In August, Awami League chief and former prime minister Sheik Hasina Wazed and other opposition leaders survived a deadly attack on a political rally that Shah Kibria skipped because he had a cold. A month later, Shah Kibria was in Boston. True to his habit of giving his daughter something special each visit, he bought her a garnet necklace. He also met with 15 local expatriates concerned about violence against opposition politicians and moderate, secular voices in Bangladesh. He brought with him a copy of his magazine, with a cover picture of a literary critic who'd been attacked.

In mid-January the group met to organize the Bangladesh-America Forum Against Political Violence. Ten days later, Shah Kibria was killed.

News from afar hits home
Kibria's loss shrinks the world for many of her friends. Sociology department administrator Katie McNamara, who'd been unfamiliar with either Kibria's personal history or Bangladeshi culture, searched the Internet for guidance on appropriate ways for the department to express its condolences. Soon she was hooked on news from a faraway land.

''I'm a Catholic, American-Irish woman printing out stories about Bangladesh and reading them at my sons' sports practices," McNamara says. ''One of my ways to support her is to be a little more aware."
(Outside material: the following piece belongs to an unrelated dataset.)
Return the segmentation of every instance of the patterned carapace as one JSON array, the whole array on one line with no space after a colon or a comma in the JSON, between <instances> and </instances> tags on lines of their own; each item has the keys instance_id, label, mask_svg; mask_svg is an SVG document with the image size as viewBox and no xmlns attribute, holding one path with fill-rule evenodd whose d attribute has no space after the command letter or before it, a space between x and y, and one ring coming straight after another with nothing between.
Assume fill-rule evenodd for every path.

Monika Mitra, a public health researcher born in India, is taking a fresh look at the subcontinent. She's added The Daily Star, a Bangladesh newspaper, to the Indian papers she periodically checks online. ''When you come and live in a country you get removed from your own," Mitra says. ''Something like this makes you think, 'Look what's happening in my own neighborhood.' It hits you even more because it's Nazli's dad."

Now, seeking her father's killers, Kibria wishes she'd been less private. ''I never talked about my father's political position. A lot of people didn't know," she says. ''It was irresponsible of me. It was my responsibility to educate people."